Nonetheless, it forbids all methadone-type treatments, and the national health plan offers only abrupt detoxification, which has a high failure rate. The most frequent victims — prisoners and people not living in their assigned residence areas — are the least likely to get AIDS drugs, and activists say markups vastly inflate the prices of medications bought cheaply by foreign donors.
“The government says everything is fine, we’re even donors to the Global Fund, but we don’t have treatment, we don’t even have prevention,” said Aleksandra Volgina, the 31-year-old leader of Candle, a Russian AIDS organization based in St. Petersburg.
She has stayed off heroin thanks to a 12-step program her family paid for, she said, but every month she worries about whether the government pharmacy will have all three drugs she needs, and some of her friends have died for lack of them.
“What’s going on in Russia is being silenced,” she said. “You can’t even knock on the health ministry’s door.”

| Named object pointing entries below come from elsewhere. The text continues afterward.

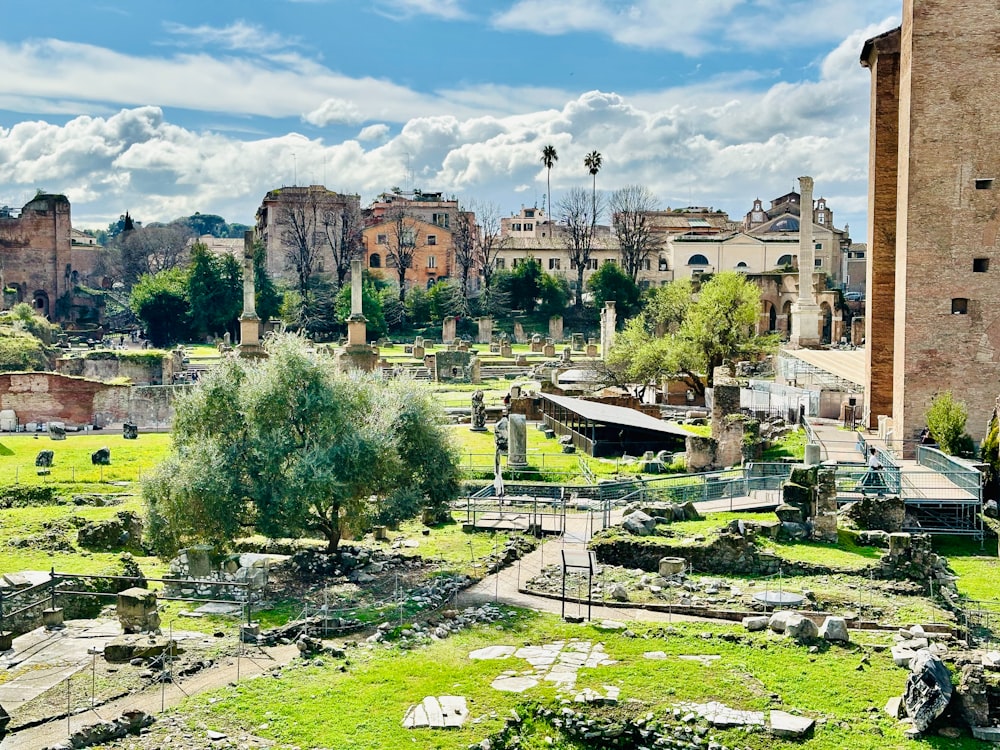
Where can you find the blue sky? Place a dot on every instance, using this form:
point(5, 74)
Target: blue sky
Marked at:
point(169, 108)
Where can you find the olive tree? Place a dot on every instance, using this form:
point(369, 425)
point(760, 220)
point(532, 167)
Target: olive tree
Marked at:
point(290, 447)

Despite the quasi-Russian cast to the conference, no one from the Russian government attended, sponsors said.
Only two governments reacted to the declaration: Canada, which rejected it, and Georgia, whose First Lady signed it in a public ceremony. The tiny former Soviet republic has a history of brutal treatment of drug addicts, Dr. Wood said. But it also has taken to defying Russia, with which it fought a brief war in 2008.
In the large American delegation here, almost every top official refused to discuss the declaration. Finally, one government official, speaking on condition of anonymity, said he had just called the White House for guidance and was told no one had read it yet and there was no time to respond.
He did note that Dr. Goosby recently announced that countries getting American help to fight AIDS can use it to buy clean needles for addicts, which is a change from Bush administration policy.
The one exception to the official American silence was Dr. Nora D. Volkow, the normally low-profile director of the National Institute on Drug Abuse, who said she personally agreed with the declaration’s premise.
“Addiction is a brain disease,” she said. “I’m a scientist. The evidence unequivocally shows that criminalizing the drug abuser does not solve the problem. I’m very much against legalization of drugs or drug dealing. But I would not arrest a person addicted to drugs. I’d send them to treatment, not prison.”
Asked if she feared being attacked by Congressional conservatives, she said: “I took this job because I want drug users to be recognized as people with a disease. If I don’t speak about it, why even bother to gather the data?”